It’s 2020, and I’m reading a 10-year-old report by the Electronic Frontier Foundation about location privacy that is more relevant than ever. Seeing how prevalent the bulk collection of location data would become, the authors discussed the possible threats to our privacy as well as solutions that would limit this unrestricted collection while still allowing to reap the benefits of GPS enabled devices.
Some may have the opinion that companies and governments should stop collecting sensitive and personal information altogether. But that is unlikely to happen and a lot of data is already in the system, changing hands, getting processed, and analyzed over and over again. This can be quite unnerving but most of us do enjoy the benefits of this information sharing like receiving tips on short-cuts through the city during the morning rush hour. So how can we protect the individual’s rights and make responsible use of location data?

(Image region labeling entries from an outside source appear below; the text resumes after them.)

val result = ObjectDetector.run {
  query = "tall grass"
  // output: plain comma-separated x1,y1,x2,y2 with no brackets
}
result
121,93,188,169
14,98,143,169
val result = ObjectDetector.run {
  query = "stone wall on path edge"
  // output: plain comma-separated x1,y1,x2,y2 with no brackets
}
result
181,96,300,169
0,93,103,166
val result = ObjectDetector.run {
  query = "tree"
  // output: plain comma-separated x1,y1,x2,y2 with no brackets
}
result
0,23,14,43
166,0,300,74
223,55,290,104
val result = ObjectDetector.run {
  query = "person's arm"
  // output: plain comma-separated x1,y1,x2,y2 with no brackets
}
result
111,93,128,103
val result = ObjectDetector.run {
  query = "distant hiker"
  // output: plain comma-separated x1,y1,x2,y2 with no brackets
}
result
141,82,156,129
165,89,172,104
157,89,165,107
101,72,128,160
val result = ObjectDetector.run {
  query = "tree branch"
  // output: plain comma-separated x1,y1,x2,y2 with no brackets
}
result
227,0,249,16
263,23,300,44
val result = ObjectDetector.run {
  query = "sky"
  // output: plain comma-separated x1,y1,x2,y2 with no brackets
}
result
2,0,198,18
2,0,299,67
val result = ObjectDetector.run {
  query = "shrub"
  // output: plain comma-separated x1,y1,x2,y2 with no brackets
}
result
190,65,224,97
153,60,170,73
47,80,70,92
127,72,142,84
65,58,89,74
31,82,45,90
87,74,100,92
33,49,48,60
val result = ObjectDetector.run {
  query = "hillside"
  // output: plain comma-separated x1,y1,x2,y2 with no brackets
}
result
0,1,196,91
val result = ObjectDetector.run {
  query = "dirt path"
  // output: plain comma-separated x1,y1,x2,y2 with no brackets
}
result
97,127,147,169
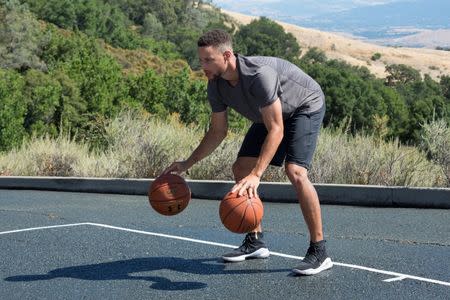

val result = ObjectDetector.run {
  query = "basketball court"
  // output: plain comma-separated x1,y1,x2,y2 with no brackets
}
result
0,190,450,299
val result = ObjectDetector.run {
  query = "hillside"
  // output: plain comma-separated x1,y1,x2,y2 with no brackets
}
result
222,10,450,80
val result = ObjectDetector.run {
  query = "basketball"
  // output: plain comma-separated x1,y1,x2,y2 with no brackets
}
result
148,174,191,216
219,192,264,233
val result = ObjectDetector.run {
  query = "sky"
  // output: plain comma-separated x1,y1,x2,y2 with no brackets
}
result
212,0,414,19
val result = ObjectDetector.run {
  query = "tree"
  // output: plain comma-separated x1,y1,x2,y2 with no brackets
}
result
0,0,47,72
235,17,300,61
386,64,421,86
0,69,27,152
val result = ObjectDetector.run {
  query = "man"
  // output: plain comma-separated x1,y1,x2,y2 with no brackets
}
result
163,30,333,275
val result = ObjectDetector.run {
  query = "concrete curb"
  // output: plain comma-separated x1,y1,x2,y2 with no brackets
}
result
0,176,450,209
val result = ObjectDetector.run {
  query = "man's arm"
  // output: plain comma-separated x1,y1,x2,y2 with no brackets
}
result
232,99,284,197
163,111,228,174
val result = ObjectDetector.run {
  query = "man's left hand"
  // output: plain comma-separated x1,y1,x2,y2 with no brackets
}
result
231,174,260,198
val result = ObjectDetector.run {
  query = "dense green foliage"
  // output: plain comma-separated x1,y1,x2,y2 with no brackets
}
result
0,0,450,155
235,17,300,61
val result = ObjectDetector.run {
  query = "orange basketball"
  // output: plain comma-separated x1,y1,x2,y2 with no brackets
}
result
148,174,191,216
219,192,264,233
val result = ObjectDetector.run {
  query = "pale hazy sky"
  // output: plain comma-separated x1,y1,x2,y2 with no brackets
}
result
213,0,414,17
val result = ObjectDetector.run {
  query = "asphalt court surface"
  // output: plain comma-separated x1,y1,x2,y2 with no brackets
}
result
0,190,450,299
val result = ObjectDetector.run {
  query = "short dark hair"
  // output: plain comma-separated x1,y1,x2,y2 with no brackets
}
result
197,29,233,51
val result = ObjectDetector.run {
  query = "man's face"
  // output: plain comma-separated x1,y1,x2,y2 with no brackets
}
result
198,46,227,80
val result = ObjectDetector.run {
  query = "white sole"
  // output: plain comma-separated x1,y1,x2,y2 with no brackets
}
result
222,248,270,262
292,257,333,275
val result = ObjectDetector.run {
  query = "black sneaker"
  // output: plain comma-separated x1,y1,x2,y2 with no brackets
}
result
222,232,270,262
292,241,333,275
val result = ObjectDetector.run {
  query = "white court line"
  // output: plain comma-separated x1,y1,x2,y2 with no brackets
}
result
0,222,450,286
0,223,88,235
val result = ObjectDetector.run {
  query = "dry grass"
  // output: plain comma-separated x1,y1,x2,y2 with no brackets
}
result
0,111,450,187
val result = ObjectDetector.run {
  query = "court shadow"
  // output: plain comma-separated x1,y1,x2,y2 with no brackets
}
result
4,257,286,290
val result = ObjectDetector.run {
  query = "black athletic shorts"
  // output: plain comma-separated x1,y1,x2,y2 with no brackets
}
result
238,104,325,170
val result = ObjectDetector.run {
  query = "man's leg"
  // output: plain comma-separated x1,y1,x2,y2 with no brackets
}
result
286,163,333,275
286,163,323,242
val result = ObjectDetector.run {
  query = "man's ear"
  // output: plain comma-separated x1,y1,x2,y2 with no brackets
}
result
223,50,233,60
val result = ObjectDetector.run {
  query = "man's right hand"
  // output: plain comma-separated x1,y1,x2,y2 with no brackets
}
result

Until very recently, the main approach was to anonymize these data sets: hide rare features, add noise, aggregate exact locations into rough regions or publish only summary statistics (for a great technical but still accessible overview, I can recommend this survey). Cryptography also offers tools to keep most of the sensitive information on-device and only transmit codes that compress use-case relevant information. However, these techniques make a big trade-off between privacy, accuracy, and utility of the modified data. Even after this preprocessing, if the original data retains any of its utility then the risk of successfully re-identifying an individual is extremely high.

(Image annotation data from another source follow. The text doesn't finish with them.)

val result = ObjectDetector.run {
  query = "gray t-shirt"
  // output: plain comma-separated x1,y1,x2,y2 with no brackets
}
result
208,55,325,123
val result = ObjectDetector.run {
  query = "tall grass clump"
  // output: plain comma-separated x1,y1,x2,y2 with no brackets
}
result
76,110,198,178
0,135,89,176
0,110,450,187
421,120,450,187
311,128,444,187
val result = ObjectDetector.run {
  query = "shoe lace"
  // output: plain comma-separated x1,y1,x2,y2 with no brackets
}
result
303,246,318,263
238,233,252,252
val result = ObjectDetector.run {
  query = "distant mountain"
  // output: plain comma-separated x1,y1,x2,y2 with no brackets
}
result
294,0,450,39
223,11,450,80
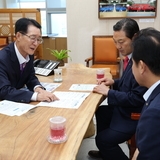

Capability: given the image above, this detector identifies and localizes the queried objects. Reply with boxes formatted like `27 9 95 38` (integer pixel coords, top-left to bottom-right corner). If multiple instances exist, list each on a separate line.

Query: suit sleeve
136 107 160 160
108 73 147 107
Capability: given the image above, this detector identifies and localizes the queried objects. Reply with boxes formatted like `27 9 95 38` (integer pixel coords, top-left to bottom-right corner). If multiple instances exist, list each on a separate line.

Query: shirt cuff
31 92 38 101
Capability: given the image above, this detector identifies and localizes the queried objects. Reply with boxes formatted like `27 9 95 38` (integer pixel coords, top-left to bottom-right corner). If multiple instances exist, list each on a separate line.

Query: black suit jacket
0 43 40 102
136 84 160 160
108 59 147 135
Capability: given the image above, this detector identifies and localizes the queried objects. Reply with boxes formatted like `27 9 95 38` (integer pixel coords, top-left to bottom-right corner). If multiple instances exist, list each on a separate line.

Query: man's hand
93 83 109 96
35 87 59 102
97 77 114 86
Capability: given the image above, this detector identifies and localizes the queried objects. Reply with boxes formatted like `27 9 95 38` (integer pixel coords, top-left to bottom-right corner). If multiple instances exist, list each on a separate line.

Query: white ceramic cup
48 116 67 144
96 69 105 79
54 68 62 82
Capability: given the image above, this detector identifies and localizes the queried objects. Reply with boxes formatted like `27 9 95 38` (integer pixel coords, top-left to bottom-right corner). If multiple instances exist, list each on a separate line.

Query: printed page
41 82 62 92
36 91 90 109
69 84 97 91
0 100 35 116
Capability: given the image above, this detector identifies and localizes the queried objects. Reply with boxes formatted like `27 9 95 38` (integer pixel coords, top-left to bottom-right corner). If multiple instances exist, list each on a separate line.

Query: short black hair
132 27 160 75
15 18 42 34
113 18 139 39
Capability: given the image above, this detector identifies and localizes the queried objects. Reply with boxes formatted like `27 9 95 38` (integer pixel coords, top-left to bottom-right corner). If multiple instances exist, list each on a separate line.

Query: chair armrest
117 57 121 62
84 57 93 67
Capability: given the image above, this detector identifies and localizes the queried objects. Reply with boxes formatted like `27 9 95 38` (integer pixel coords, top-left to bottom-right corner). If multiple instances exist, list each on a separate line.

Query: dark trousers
96 106 132 160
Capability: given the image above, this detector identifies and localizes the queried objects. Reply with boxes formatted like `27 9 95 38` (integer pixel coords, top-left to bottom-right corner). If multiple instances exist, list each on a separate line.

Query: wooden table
0 64 111 160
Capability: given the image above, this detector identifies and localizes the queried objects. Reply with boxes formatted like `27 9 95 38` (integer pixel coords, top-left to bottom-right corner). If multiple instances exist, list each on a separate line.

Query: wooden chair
128 113 140 160
85 35 120 78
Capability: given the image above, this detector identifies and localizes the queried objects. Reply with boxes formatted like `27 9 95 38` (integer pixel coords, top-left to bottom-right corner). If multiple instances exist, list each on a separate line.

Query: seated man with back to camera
0 18 58 103
88 18 147 160
132 28 160 160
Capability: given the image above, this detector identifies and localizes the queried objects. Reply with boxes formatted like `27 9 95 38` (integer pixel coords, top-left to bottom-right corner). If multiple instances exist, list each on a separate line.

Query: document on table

“D.N.A. is probably the only thing that’s harder to anonymize than precise geolocation information.”Paul Ohm, law professor and privacy researcher at the Georgetown University Law Center. Source: NYT
Time and again, we see how subpar anonymization can lead to high-profile privacy leaks and this is not surprising, especially for mobility data: in a paper published in Scientific Reports, researchers showed that 95% of the population can be uniquely identified just from four time-location points in a data set with hourly records and spatial resolution given by the carrier’s antenna. In 2014, the publication of supposedly safe pseudonymized taxi trips allowed data scientists to find where celebrities like Bradley Cooper or Jessica Alba were heading by querying the data based on publicly available photos. Last year, a series of articles in the New York Times highlighted this issue again: from a data set with anonymized user IDs, the journalists captured the homes and movements of US government officials and easily re-identified and tracked even the president.

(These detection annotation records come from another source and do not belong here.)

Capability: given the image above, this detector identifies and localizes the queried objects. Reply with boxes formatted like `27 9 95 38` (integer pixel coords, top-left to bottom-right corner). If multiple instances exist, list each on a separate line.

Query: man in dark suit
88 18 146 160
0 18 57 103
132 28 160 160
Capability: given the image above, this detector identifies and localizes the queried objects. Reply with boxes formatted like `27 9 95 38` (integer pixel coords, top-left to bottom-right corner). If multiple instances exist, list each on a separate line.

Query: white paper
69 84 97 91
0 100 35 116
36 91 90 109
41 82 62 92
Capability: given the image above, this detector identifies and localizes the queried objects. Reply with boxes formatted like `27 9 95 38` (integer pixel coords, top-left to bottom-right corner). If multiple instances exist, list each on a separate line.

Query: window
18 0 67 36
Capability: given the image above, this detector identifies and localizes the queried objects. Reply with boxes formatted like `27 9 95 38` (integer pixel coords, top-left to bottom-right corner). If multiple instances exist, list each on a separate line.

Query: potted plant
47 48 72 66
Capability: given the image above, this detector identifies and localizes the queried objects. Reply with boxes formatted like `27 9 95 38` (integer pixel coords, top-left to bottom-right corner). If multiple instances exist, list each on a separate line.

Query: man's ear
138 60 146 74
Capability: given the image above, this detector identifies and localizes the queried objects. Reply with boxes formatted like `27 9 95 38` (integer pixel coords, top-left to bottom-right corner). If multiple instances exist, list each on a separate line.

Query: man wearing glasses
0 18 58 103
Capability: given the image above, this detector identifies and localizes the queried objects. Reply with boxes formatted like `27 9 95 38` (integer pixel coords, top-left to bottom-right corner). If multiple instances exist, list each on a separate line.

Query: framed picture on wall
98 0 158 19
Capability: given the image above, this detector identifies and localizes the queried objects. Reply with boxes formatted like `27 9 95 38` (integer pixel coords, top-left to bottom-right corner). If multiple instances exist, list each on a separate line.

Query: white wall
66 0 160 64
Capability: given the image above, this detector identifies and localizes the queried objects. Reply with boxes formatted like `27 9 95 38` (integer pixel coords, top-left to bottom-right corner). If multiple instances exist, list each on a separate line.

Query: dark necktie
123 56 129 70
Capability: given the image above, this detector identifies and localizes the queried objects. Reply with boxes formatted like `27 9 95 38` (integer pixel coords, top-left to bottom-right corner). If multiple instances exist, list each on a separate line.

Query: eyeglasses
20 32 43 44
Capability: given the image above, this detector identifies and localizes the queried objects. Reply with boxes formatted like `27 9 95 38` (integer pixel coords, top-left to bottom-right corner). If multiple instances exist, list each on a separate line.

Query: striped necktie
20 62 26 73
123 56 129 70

Mostly AI’s solution for privacy-preserving data publishing is to go synthetic. We develop AI-based methods for modeling complex data sets and then generate statistically representative artificial records. The synthetic data contains only made-up individuals and can be used for test and development, analysis, AI training, or any downstream tasks really. Below, I will explain this process and showcase our work on a real-world mobility data set.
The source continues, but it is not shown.